Pirate Bay, the most notorious file-sharing site, sets the ideological
bar somewhat higher. Its founders in Sweden sent out a clear challenge
when they announced that any proceeds from its sale would go to fund
projects on freedom of speech, freedom of information and the openness
of the internet.

That cause will be taken to the European parliament after Sweden
elected Christian Engström, the first MEP from the Pirate party. The
party's stated intent is to reduce the term for commercial copyright
protection to five years. It also believes that "non-commercial
copying and use" - including file-sharing - should be legalised.
Content owners argue that few other MEPs share Mr Engström's views.

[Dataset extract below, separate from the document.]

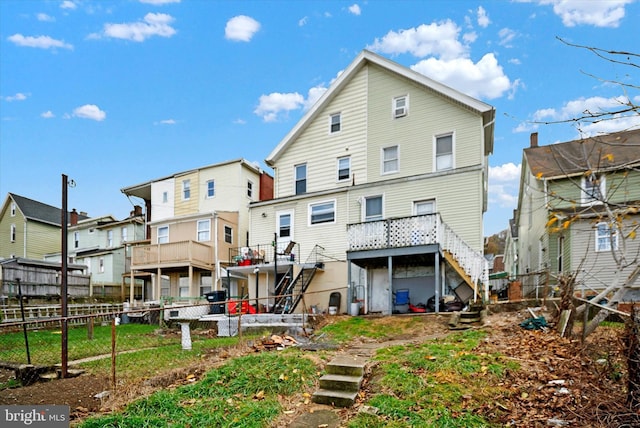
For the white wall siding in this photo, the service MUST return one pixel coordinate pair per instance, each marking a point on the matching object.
(162, 210)
(320, 149)
(429, 115)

Just as businesses that used to deliver ice to households were unable
to make refrigerators illegal, content owners should not be able to
use the law to protect an obsolete business model, he says. Instead
they should build profitable services around "non-commercial
file-sharing", such as search engines.

A key plank of the Pirate party's logic is that copyright was not
designed for the internet age. To that end, Lawrence Lessig, a
professor at Stanford Law School, has devised a system of "copyleft" -
a new content licence that encourages the kind of sharing, remixing
and non-commercial reuse that is common on the web.

While some artists have experimented with Prof Lessig's "creative
commons" licence, few content owners see the merits of a debate about
copyright. Its protection is still seen by labels and studios as the
best incentive to create and invest in content.